Project

General

Profile

Bug #17905

katello:upgrade_check aborts on systems without an UUID

Added by Ivan Necas over 2 years ago. Updated about 1 year ago.

Status:
New
Priority:
Normal
Assignee:
-
Category:
Upgrades
Target version:
Difficulty:
Triaged:
Yes
Bugzilla link:
Pull request:
Fixed in Releases:
Found in Releases:

Description

Cloned from https://bugzilla.redhat.com/show_bug.cgi?id=1409795

Satellite 6.1.11 (not .10 as in the BZ version, seems there is no .11?)

Description of problem:
While running "foreman-rake katello:upgrade_check" on a big customer database, rake would abort while scanning the systems:

$ foreman-rake katello:preupgrade_content_host_check --trace
  • Invoke katello:preupgrade_content_host_check (first_time)
  • Invoke environment (first_time)
  • Execute environment
    API controllers newer than Apipie cache! Run apipie:cache rake task to regenerate cache.
  • Execute katello:preupgrade_content_host_check
    Calculating Host changes on upgrade.

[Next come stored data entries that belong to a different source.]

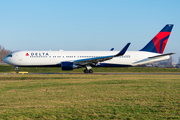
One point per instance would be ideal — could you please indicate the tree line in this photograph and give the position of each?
(3, 53)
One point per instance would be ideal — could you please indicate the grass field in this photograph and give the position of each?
(90, 96)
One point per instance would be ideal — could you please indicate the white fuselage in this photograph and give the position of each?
(54, 58)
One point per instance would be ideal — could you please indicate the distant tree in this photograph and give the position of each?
(3, 53)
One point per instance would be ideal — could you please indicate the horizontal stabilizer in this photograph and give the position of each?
(162, 55)
(123, 51)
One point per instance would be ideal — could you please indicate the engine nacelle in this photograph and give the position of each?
(67, 65)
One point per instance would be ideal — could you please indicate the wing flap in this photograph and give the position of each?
(95, 60)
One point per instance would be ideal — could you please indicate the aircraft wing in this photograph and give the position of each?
(94, 61)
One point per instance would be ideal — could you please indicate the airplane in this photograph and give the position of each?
(111, 49)
(69, 60)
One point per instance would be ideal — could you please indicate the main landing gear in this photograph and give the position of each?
(16, 69)
(88, 70)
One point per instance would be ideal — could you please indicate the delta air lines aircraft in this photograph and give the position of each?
(69, 60)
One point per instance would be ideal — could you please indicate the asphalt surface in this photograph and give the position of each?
(95, 73)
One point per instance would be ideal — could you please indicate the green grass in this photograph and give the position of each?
(90, 97)
(8, 68)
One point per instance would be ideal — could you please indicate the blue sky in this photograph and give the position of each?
(87, 24)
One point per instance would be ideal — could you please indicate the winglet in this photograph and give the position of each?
(122, 52)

This may take a few minutes.
    rake aborted!
    Expect initializer to return hash if a group of attributes is defined by lazy_accessor
    /opt/rh/ruby193/root/usr/share/gems/gems/katello-2.2.0.93/app/lib/katello/lazy_accessor.rb:177:in `run_initializer'
    /opt/rh/ruby193/root/usr/share/gems/gems/katello-2.2.0.93/app/lib/katello/lazy_accessor.rb:154:in `lazy_attribute_get'
    /opt/rh/ruby193/root/usr/share/gems/gems/katello-2.2.0.93/app/lib/katello/lazy_accessor.rb:74:in `block (2 levels) in lazy_accessor'
    /opt/rh/ruby193/root/usr/share/gems/gems/katello-2.2.0.93/lib/katello/tasks/preupgrade_content_host_check.rake:48:in `block in get_systems_with_facts'
    /opt/rh/ruby193/root/usr/share/gems/gems/katello-2.2.0.93/lib/katello/tasks/preupgrade_content_host_check.rake:46:in `each'
    /opt/rh/ruby193/root/usr/share/gems/gems/katello-2.2.0.93/lib/katello/tasks/preupgrade_content_host_check.rake:46:in `get_systems_with_facts'
    /opt/rh/ruby193/root/usr/share/gems/gems/katello-2.2.0.93/lib/katello/tasks/preupgrade_content_host_check.rake:18:in `ensure_one_system_per_hostname'
    /opt/rh/ruby193/root/usr/share/gems/gems/katello-2.2.0.93/lib/katello/tasks/preupgrade_content_host_check.rake:103:in `block (2 levels) in <top (required)>'
    /opt/rh/ruby193/root/usr/share/ruby/rake/task.rb:205:in `call'
    /opt/rh/ruby193/root/usr/share/ruby/rake/task.rb:205:in `block in execute'
    /opt/rh/ruby193/root/usr/share/ruby/rake/task.rb:200:in `each'
    /opt/rh/ruby193/root/usr/share/ruby/rake/task.rb:200:in `execute'
    /opt/rh/ruby193/root/usr/share/ruby/rake/task.rb:158:in `block in invoke_with_call_chain'
    /opt/rh/ruby193/root/usr/share/ruby/monitor.rb:211:in `mon_synchronize'
    /opt/rh/ruby193/root/usr/share/ruby/rake/task.rb:151:in `invoke_with_call_chain'
    /opt/rh/ruby193/root/usr/share/ruby/rake/task.rb:144:in `invoke'
    /opt/rh/ruby193/root/usr/share/ruby/rake/application.rb:116:in `invoke_task'
    /opt/rh/ruby193/root/usr/share/ruby/rake/application.rb:94:in `block (2 levels) in top_level'
    /opt/rh/ruby193/root/usr/share/ruby/rake/application.rb:94:in `each'
    /opt/rh/ruby193/root/usr/share/ruby/rake/application.rb:94:in `block in top_level'
    /opt/rh/ruby193/root/usr/share/ruby/rake/application.rb:133:in `standard_exception_handling'
    /opt/rh/ruby193/root/usr/share/ruby/rake/application.rb:88:in `top_level'
    /opt/rh/ruby193/root/usr/share/ruby/rake/application.rb:66:in `block in run'
    /opt/rh/ruby193/root/usr/share/ruby/rake/application.rb:133:in `standard_exception_handling'
    /opt/rh/ruby193/root/usr/share/ruby/rake/application.rb:63:in `run'
    /opt/rh/ruby193/root/usr/bin/rake:32:in `<main>'
    Tasks: TOP => katello:preupgrade_content_host_check

The code in question seems to be:
systems.each do |system|
begin
facts = system.facts
unless facts
systems_to_remove.push(system)
end
rescue RestClient::Exception
systems_to_remove.push(system)
end
end

Line 48 is "facts = system.facts".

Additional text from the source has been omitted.